Accident de moto qui a coûté la vie à Normand Groleau : « On était heureux comme trois adolescents »

C’était une randonnée comme les autres qui avait été organisée le 6 juin dernier. Profitant d’une belle journée, Normand Groleau, Yvon Couture et Bernard Guay ont enfourché leur moto, cette fois, en direction de North Conway dans le New Hampshire. En partant de Sherbrooke le matin, jamais ils n’auraient pu imaginer que seulement deux d’entre eux reviendraient en vie.

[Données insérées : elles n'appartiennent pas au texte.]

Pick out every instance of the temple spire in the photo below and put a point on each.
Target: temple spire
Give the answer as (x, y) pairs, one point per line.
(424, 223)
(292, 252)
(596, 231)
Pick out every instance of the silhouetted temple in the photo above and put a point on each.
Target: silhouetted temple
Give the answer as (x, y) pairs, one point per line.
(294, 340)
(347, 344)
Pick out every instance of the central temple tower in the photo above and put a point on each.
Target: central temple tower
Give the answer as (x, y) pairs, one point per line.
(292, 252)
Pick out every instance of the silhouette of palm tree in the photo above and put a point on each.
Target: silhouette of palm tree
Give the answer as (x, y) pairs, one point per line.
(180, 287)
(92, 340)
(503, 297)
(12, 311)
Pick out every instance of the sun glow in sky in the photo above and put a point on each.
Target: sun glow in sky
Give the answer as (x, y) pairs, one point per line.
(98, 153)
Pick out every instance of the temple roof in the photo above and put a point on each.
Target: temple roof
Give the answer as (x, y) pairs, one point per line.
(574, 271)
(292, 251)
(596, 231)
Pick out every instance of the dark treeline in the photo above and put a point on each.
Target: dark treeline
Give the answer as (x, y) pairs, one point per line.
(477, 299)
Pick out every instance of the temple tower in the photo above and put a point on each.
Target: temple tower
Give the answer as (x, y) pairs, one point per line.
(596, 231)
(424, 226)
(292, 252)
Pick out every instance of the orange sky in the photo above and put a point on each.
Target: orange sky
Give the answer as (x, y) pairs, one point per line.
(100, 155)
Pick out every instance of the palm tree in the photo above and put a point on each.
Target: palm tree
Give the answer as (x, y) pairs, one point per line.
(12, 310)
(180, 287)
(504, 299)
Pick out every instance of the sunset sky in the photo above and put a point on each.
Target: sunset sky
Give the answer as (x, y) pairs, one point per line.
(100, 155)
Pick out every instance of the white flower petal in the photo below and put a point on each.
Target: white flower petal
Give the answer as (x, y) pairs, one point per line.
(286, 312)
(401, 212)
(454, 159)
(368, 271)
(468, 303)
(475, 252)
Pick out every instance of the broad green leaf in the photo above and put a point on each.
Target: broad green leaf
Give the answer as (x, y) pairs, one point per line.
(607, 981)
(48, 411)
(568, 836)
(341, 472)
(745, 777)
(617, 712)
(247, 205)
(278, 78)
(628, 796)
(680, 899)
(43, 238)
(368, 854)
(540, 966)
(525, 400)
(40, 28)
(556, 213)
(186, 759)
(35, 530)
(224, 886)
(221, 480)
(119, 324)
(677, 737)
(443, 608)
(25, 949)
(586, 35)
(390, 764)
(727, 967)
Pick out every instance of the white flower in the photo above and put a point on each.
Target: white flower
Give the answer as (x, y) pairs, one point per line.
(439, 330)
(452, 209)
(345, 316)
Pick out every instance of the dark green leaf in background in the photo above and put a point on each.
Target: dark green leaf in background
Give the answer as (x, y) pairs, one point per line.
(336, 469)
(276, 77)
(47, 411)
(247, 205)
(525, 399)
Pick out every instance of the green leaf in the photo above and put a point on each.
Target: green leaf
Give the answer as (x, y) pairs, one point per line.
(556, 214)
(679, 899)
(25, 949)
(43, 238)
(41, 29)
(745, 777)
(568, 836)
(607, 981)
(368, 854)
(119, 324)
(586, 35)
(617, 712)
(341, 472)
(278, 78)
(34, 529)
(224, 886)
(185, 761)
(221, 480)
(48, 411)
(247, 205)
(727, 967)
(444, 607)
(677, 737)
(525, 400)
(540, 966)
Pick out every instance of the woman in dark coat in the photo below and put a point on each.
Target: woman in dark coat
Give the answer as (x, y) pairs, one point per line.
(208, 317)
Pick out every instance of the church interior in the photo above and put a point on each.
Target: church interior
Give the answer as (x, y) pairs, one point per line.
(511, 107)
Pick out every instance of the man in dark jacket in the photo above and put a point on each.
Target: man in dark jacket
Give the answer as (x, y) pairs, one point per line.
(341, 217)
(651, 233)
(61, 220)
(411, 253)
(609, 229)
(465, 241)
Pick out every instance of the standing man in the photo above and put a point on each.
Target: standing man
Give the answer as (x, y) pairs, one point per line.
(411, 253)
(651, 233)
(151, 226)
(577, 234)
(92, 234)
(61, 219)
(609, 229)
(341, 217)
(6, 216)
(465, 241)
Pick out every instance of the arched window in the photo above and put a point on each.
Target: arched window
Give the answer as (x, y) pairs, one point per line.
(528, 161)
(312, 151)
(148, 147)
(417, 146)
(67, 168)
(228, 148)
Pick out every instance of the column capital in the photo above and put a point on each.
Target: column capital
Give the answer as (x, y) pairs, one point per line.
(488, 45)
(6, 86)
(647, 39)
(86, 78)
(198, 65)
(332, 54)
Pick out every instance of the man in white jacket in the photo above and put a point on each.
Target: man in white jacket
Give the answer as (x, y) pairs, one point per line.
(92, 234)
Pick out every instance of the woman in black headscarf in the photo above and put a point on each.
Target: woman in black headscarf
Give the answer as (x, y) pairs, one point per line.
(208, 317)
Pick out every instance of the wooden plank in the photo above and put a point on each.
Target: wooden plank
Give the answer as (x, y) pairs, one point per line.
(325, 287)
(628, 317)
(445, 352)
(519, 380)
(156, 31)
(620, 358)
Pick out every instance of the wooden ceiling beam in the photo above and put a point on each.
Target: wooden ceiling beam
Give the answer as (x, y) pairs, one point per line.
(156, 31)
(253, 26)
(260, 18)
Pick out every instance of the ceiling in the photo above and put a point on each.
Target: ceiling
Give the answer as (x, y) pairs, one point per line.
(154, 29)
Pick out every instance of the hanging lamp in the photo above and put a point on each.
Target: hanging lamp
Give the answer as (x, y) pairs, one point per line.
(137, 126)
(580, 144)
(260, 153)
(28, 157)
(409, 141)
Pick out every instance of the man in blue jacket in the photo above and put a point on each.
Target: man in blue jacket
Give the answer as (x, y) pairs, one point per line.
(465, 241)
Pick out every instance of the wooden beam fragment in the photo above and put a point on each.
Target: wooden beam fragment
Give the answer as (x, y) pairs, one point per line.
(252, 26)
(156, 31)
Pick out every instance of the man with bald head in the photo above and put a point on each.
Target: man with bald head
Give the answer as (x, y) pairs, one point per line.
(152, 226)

Dans un triste accident de la route, le fondateur d’Estrie Aide a rendu l’âme aux États-Unis. Celui-ci a perdu la maîtrise de son véhicule alors que les conditions étaient parfaites. « La journée était ensoleillée et nous n’étions pas éblouis, témoigne Bernard Guay, le seul qui a vu l’accident qui a coûté la vie de son ami. Est-ce qu’il y a eu un bris mécanique? Est-ce qu’il a subi un malaise? Est-ce qu’il a été distrait? Est-ce qu’une guêpe est entrée dans son casque? Tout est possible. »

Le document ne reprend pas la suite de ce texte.